BancWest’s quarter
aided by acquisition

The company reports
fourth-quarter profits
jumped 55.4 percent

By Dave Segal

BancWest Corp., continuing to reap benefits from last year's acquisition of Los Angeles-based United California Bank, posted a 55.4 percent jump in fourth-quarter net income to cap off a record year in earnings.

BancWest The Honolulu-based company, which comprises First Hawaiian Bank and Bank of the West, ended the year with net income of $357.6 million, a 40.4 percent gain from $254.8 million in 2001. BancWest had net income of $98.6 million in the fourth quarter compared with $63.5 million a year earlier.
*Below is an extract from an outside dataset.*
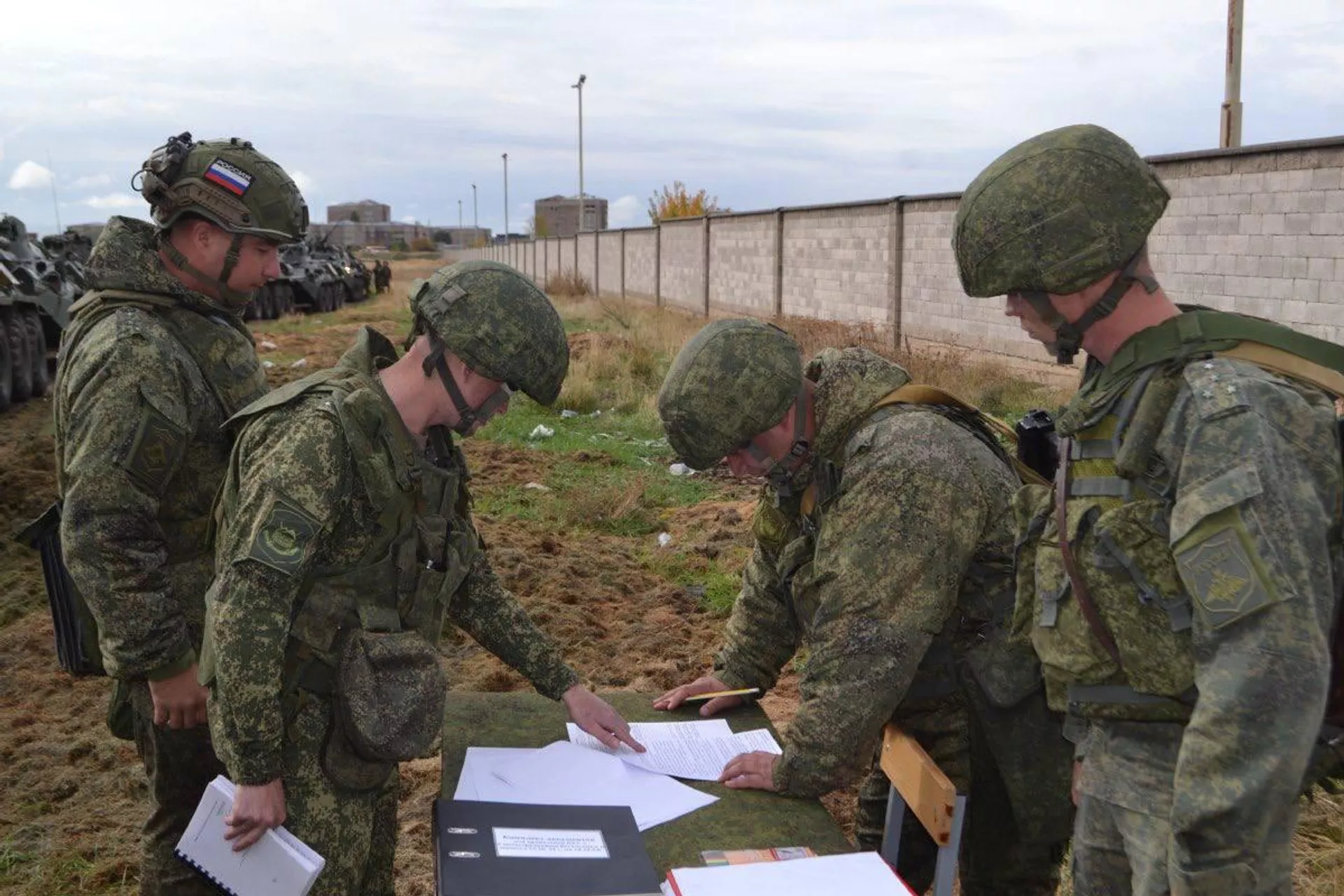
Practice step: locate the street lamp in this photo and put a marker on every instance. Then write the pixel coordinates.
(580, 88)
(504, 156)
"This level of earnings is a remarkable jump from where we were not so long ago," said Walter Dods Jr., BancWest chairman and chief executive officer. "The substantial increase in our net income is a tribute both to our internal growth and our smooth acquisition of United California Bank."

BancWest, a subsidiary of French banking giant BNP Paribas SA, no longer provides earnings per share since it is no longer publicly traded. However, it provides separate earnings reports.

The acquisition of United California on March 15, 2002, substantially boosted BancWest's assets, loans and deposits. At the end of the year, BancWest had total assets of $34.7 billion, up 60.6 percent; loans and leases of $24.2 billion, up 59.2 percent; and deposits of $24.6 billion, up 60.1 percent.

"With the acquisition of United California Bank, we doubled our presence in the state and we're a visible, competitive force in the Los Angeles area," said Don McGrath, president and chief operating officer of BancWest and president and CEO of Bank of the West.

BancWest has 297 Bank of the West branches in California, Oregon, New Mexico, Nevada, Washington and Idaho with 61 First Hawaiian branches in Hawaii, Guam and Saipan.

Without integration costs associated with its United California acquisition, the purchase of New Mexico and Nevada branches in 2001, and other special items, BancWest said its fourth-quarter core earnings of $106.1 million represented a 67.2 percent jump from $63.5 million a year earlier.

For the full year, BancWest said its core earnings were $376.7 million, up 55.5 percent from $242.2 million in 2001.

BancWest also improved in its credit quality.

Nonperforming assets were 1.01 percent of loans and foreclosed properties in the fourth quarter compared with 1.12 percent at the end of the third quarter. The company also said its allowance for credit losses was 1.58 percent of total loans and leases in the final three months of 2002 compared with 1.60 percent at the end of September. The company took a $26.1 million provision for credit losses in the fourth quarter.